2005-09-12 21:56:26

by Nuutti Kotivuori

[permalink] [raw]
Subject: netfilter QUEUE target and packet socket interactions buggy or not

I am in the process of debugging a kernel panic manifested on a Red
Hat Enterprise Linux 4 under rather difficult conditions. While
investigating this, I came upon a few bits of code that I'd like some
clarification on. However, I will start by describing the problem.

I am getting a consistent kernel panic under specific high load, which
involves heavy use of the netfilter QUEUE target and packet filter. I
will paraphrase the important parts of the backtrace here:

,----
| Unable to handle kernel NULL pointer dereference at virtual address 00000018
| ...
| __kfree_skb+0xf4/0xf7
| [<c02c3188>] packet_rcv+0x2ca/0x2d4
| [<f888f792>] bcm5700_start_xmit+0x477/0x4a5 [bcm5700]
| [<c01a3a02>] selinux_ipv4_postroute_last+0xf/0x13
| ...
| [<c028cf66>] dst_output+0xf/0x1a
| [<c027cfdb>] nf_reinject+0x14d/0x1a9
| [<f894101e>] ipq_issue_verdict+0x1e/0x2b [ip_queue]
| ...
| [<c028592c>] netlink_sendmsg+0x254/0x263
| [<c011dcf5>] __wake_up+0x29/0x3c
| [<c026b92d>] sock_sendmsg+0xdb/0xf7
| ...
| [<c0133b04>] unqueue_me+0x73/0x79
| [<c011dcf5>] __wake_up+0x29/0x3c
| [<c026d465>] sys_socketcall+0x1c1/0x1dd
| [<c0125351>] sys_gettimeofday+0x53/0xac
| [<c02c7377>] syscall_call+0x7/0xb
`----

So what I gather is happening here is that we are in syscall context,
inside that the nf_reinject stuff puts the queued packet decision
received from userspace onwards and it ends up being captured by a
packet socket.
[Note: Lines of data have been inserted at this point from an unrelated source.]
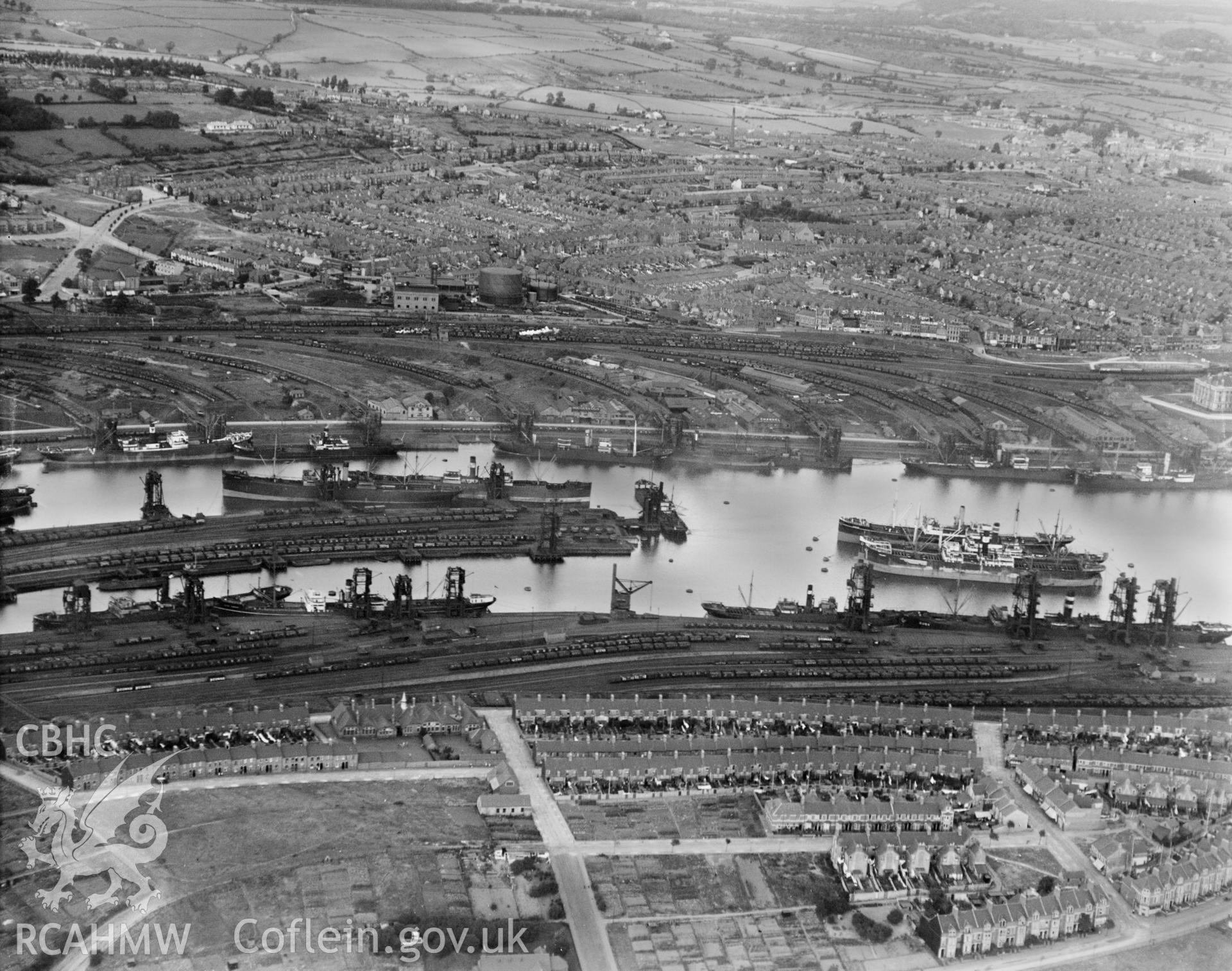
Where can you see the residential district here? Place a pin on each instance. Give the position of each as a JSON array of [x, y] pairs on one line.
[[981, 241]]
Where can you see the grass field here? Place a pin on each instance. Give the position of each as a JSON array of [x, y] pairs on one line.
[[194, 28], [61, 147]]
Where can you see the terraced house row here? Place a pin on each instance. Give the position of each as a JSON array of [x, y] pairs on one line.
[[255, 759], [1206, 869], [837, 813], [1018, 924], [769, 764], [1118, 727], [721, 713]]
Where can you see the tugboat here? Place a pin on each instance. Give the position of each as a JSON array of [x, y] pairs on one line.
[[786, 607], [152, 447]]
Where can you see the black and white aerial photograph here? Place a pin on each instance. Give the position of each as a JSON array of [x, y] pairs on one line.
[[615, 485]]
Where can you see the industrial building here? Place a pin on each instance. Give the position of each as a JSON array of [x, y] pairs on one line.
[[1214, 392]]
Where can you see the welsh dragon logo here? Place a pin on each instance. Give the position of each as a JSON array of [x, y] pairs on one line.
[[92, 850]]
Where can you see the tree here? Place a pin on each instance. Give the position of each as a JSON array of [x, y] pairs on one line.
[[831, 900]]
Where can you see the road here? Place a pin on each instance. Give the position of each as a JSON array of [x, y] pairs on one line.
[[581, 911], [100, 234]]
And for some reason, the packet ends up being
kfree_skb'd twice.

Two things caught my attention. First of all, there was a relatively
recent fix to ip_queue which had to do with the calling context. I
will copy the rationale here:

,----[ Harald Welte <laforge at netfilter.org> ]
| [NETFILTER]: Fix deadlock with ip_queue and tcp local input path.
|
| When we have ip_queue being used from LOCAL_IN, then we end up with a
| situation where the verdicts coming back from userspace traverse the TCP
| input path from syscall context. While this seems to work most of the
| time, there's an ugly deadlock:
|
| syscall context is interrupted by the timer interrupt. When the timer
| interrupt leaves, the timer softirq get's scheduled and calls
| tcp_delack_timer() and alike. They themselves do bh_lock_sock(sk),
| which is already held from somewhere else -> boom.
|
| I've now tested the suggested solution by Patrick McHardy and Herbert
| Xu to simply use local_bh_{en,dis}able().
`----

Second, I went looking at the packet socket code and found this
comment:

,----
| This function makes lazy skb cloning in hope that most of packets
| are discarded by BPF.
|
| Note tricky part: we DO mangle shared skb! skb->data, skb->len
| and skb->cb are mangled. It works because (and until) packets
| falling here are owned by current CPU. Output packets are cloned
| by dev_queue_xmit_nit(), input packets are processed by net_bh
| sequencially, so that if we return skb to original state on exit,
| we will not harm anyone.
`----

But are those assumptions valid in the obscure case of us being in the
syscall context, receiving a queued packet from userspace? In any
case, by looking at the disassembly and at the stacktrace, it seems
that the incoming skb is not shared and gets dropped by one of the
goto clauses. The crashing call is the kfree_skb at the very end of
the af_packet.c:packet_rcv function.

I am putting this mail here as a heads up if someone manages to
instantly spot what's wrong with this setup. I will continue debugging
the real cause, and eliminating all the possible variables, seeing
whether this is an SMP problem, checking if it can be manifested with
a vanilla kernel and such.

A detailed dump of the crash can be found at:

https://bugzilla.redhat.com/bugzilla/attachment.cgi?id=118541

Warm fuzzies,
-- Naked


2005-09-12 22:11:16

by David Miller

[permalink] [raw]
Subject: Re: netfilter QUEUE target and packet socket interactions buggy or not

From: Nuutti Kotivuori <[email protected]>
Date: Tue, 13 Sep 2005 01:12:26 +0300

> ,----
> | Unable to handle kernel NULL pointer dereference at virtual address 00000018
> | ...
> | __kfree_skb+0xf4/0xf7
> | [<c02c3188>] packet_rcv+0x2ca/0x2d4
> | [<f888f792>] bcm5700_start_xmit+0x477/0x4a5 [bcm5700]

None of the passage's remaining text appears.